Na minha experiência, depois de um período de escuta e leitura concentradas e de algumas aulas on-line, quando vou para onde a língua é falada, minha capacidade de falar avança aos trancos e barrancos. Mas às vezes, se a nossa capacidade de falar ainda é um pouco fraca, e nós realmente queremos tirar o máximo proveito de estarmos cercados pela linguagem, temos que planejar com antecedência.

Estudo focado

Tome minha experiência com o checo por exemplo . Eu estudei por cerca de um ano, uma hora ou mais por dia, com a intenção de, eventualmente, visitar a República Tcheca. Esse foi meu objetivo. Então, depois de um ano ouvindo e lendo, e uma certa quantidade de discussão on-line com um tutor, finalmente pude passar cinco dias em Praga. Arrumei de antemão para encontrar tutores que falavam checo e membros do LingQ, para que eu tivesse a certeza de falar sete horas e oito de tcheco por dia. Meu conhecimento passivo da língua foi ativado e fiquei muito feliz com o que consegui. Se eu tivesse chegado a Praga despreparado, na esperança de encontrar pessoas com quem conversar, minha experiência teria sido limitada ao ocasional encontro aleatório no idioma.

Então eu tive que fazer uma viagem de negócios para a Romênia. Passei dois meses trabalhando em romeno e cheguei a um nível em que podia me comunicar e falar sobre vários assuntos e entender notícias e assim por diante. Tenha em mente que o romeno é 70% semelhante em vocabulário para o italiano.

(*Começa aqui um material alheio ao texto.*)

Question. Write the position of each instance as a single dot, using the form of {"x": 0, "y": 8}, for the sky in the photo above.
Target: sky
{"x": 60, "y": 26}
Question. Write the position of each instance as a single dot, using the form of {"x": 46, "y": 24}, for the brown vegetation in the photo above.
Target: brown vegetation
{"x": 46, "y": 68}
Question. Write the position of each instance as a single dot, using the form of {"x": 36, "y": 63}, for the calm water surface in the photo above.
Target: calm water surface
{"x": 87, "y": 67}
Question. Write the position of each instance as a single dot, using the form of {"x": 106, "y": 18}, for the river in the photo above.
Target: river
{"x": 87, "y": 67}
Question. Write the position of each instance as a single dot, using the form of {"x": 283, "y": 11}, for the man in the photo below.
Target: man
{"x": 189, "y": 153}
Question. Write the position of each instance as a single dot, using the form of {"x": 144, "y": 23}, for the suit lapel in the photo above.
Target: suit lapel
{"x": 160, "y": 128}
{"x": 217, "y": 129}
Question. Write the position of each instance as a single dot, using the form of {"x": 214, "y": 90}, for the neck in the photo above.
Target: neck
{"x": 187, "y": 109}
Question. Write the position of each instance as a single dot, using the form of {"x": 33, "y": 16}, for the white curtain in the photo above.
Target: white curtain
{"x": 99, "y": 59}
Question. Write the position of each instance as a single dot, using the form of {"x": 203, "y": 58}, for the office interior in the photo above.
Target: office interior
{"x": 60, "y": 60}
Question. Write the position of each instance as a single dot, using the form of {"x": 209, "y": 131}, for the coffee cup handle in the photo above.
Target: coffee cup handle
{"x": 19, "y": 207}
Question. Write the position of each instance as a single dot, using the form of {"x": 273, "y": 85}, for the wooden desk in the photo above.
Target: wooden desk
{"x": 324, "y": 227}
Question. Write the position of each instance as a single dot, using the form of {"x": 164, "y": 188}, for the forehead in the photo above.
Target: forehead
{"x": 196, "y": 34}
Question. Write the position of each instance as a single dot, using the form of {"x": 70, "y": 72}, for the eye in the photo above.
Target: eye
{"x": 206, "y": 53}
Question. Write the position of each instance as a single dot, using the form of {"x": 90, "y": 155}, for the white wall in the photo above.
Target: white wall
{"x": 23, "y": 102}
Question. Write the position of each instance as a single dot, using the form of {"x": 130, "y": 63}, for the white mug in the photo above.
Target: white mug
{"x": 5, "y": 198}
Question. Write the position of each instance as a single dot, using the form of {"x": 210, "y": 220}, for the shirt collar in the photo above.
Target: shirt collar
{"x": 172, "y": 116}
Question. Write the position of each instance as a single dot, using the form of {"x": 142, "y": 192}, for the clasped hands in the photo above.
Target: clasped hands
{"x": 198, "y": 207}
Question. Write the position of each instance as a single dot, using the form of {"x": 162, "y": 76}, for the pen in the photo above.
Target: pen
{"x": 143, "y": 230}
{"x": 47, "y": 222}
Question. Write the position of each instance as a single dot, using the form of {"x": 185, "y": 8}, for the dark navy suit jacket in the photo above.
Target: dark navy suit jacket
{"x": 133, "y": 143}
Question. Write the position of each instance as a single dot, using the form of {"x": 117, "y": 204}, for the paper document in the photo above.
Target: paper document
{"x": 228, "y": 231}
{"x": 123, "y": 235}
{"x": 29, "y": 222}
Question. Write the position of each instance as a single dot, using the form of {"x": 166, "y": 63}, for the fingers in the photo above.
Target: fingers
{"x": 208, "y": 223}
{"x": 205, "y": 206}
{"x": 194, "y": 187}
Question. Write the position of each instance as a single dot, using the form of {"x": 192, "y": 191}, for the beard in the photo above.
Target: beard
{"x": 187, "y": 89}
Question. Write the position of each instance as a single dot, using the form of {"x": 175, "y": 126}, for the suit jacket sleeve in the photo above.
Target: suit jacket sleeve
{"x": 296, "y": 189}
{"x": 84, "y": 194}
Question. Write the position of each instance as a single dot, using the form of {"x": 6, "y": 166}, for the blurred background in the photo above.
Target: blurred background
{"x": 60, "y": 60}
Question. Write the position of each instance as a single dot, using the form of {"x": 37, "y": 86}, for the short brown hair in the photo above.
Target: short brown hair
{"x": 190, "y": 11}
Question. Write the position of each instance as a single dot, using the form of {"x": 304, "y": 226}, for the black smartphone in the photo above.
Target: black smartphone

Quando eu estava na Romênia, e no meio de conversar com todos esses romenos, havia um sujeito que era tcheco e eu queria falar com ele em tcheco. Eu não consegui encontrar uma palavra para dizer a ele, nada, se foi. Mesmo que meu romeno não seja nem de longe tão bom quanto o meu tcheco, porque eu tinha sido absorvido em um ambiente romeno, não consegui encontrar meu tcheco quando de repente me vi confrontado por esse checo. Isso não aconteceria com línguas mais fortes como o japonês, nem o alemão ou o russo, mas para o checo, que ainda não estava naquele nível em que estava solidamente ancorado, não consegui falar uma palavra.

Mas isso não é realmente um problema. Eu precisava me dedicar ao romeno em preparação para minha viagem. Eu tive que sacrificar meu checo pelo curto prazo. Com um pouco de esforço, no entanto, sei que posso reavivar minha habilidade em qualquer idioma que aprendi. Eu faço isso regularmente. Na verdade, sempre acho que a linguagem volta mais forte depois de um período de negligência benigna.

Eu nunca me preocupo com o que eu poderia ter esquecido ou perdido em coreano, romeno ou tcheco, porque sei que em um dia ou dois eu posso recuperá-lo. Então, quando é hora de aprender uma nova língua, eu apenas me dedico a ela, e não me preocupo em manter minhas outras línguas. Eu sempre posso voltar para eles mais tarde.